Proactive Ways to Avoid Cheek Pain
Cheek pain can certainly affect your everyday life. Thankfully, there are some proactive ways you can do to avoid it. Here are some of them:
Replace Missing Teeth
Tooth loss is the leading reason for TMJ. It can also lead to oral cancer, which can cause cheek pain. To avoid this, always replace missing teeth with robust dental implants. These are made from titanium and can last a lifetime. It’s a much cheaper option than bridges and retainers and low maintenance.

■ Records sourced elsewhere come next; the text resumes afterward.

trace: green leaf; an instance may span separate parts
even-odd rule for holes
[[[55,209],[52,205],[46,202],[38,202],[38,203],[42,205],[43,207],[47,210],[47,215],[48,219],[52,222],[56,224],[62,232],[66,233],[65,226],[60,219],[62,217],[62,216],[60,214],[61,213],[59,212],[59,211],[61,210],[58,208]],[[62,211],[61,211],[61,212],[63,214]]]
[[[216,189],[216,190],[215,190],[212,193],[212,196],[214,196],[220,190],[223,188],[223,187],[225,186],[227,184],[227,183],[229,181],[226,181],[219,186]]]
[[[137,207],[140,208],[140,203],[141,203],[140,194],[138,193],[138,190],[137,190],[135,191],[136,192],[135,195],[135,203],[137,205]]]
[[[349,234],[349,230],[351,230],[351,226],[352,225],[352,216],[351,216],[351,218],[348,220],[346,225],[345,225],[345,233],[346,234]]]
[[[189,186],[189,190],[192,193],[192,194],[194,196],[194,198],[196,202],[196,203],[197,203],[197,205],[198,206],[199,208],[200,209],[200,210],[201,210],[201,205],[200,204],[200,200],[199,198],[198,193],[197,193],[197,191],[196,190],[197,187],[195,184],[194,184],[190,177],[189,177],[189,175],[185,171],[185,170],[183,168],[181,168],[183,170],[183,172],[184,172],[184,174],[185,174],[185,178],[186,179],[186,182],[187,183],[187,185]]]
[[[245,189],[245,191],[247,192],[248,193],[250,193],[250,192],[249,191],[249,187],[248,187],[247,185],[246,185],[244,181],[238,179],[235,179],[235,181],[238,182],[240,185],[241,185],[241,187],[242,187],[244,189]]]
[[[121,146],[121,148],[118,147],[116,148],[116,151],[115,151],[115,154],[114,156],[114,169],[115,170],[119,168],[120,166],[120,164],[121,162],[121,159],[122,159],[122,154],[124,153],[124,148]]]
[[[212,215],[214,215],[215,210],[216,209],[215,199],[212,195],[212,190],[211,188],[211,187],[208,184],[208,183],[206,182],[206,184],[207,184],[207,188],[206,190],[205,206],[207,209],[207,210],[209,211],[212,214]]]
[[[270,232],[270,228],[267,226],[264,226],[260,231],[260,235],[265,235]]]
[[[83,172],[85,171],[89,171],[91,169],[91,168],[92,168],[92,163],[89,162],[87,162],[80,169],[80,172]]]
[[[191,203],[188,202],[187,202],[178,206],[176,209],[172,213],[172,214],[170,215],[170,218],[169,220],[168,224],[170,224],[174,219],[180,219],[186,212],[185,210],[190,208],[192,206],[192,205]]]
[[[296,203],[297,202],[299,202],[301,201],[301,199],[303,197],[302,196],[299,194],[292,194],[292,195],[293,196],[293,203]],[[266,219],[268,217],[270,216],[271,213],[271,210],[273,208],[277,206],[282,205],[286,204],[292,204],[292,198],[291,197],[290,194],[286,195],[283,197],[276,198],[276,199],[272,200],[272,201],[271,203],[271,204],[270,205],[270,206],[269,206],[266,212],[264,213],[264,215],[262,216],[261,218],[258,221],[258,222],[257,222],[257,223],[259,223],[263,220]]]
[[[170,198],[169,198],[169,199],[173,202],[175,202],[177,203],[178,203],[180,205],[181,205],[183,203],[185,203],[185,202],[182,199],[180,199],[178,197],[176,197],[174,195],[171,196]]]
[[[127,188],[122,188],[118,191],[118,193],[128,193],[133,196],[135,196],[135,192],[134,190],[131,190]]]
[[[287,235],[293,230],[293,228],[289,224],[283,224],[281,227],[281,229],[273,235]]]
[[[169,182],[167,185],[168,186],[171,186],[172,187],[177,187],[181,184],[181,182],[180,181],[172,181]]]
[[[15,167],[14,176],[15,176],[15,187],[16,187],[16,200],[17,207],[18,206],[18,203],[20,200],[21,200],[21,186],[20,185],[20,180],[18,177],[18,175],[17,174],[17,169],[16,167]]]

Practice Good Oral Hygiene
Good oral hygiene is essential to maintaining healthy teeth and gums and avoiding painful dental issues. Be sure to brush and floss your teeth regularly and visit the dentist for regular check-ups.
Get Regular Sinus Exams
Sinus infections can lead to facial pain and discomfort. To avoid this, get regular sinus exams from your doctor. This will help detect any underlying conditions causing the infection and get treatment immediately.
Avoid Facial Trauma
Facial trauma is one of the most common causes of cheek pain. While it’s impossible to prevent all injuries, you can wear protective gear when playing sports or driving safely to reduce your risk of injury.
Be Mindful of Your Posture
Poor posture can lead to unintended tension in the jaw and facial muscles, leading to pain and discomfort. Ensure you practice good posture when sitting or standing to keep your neck and head aligned with your spine.
Many factors, including dental issues, sinusitis, and more, can cause cheek pain. Fortunately, understanding the causes of cheek pain and taking proactive steps to avoid it can help prevent future episodes. If you are experiencing any facial pain, seek appropriate medical attention from a doctor or dentist for accurate diagnosis and treatment.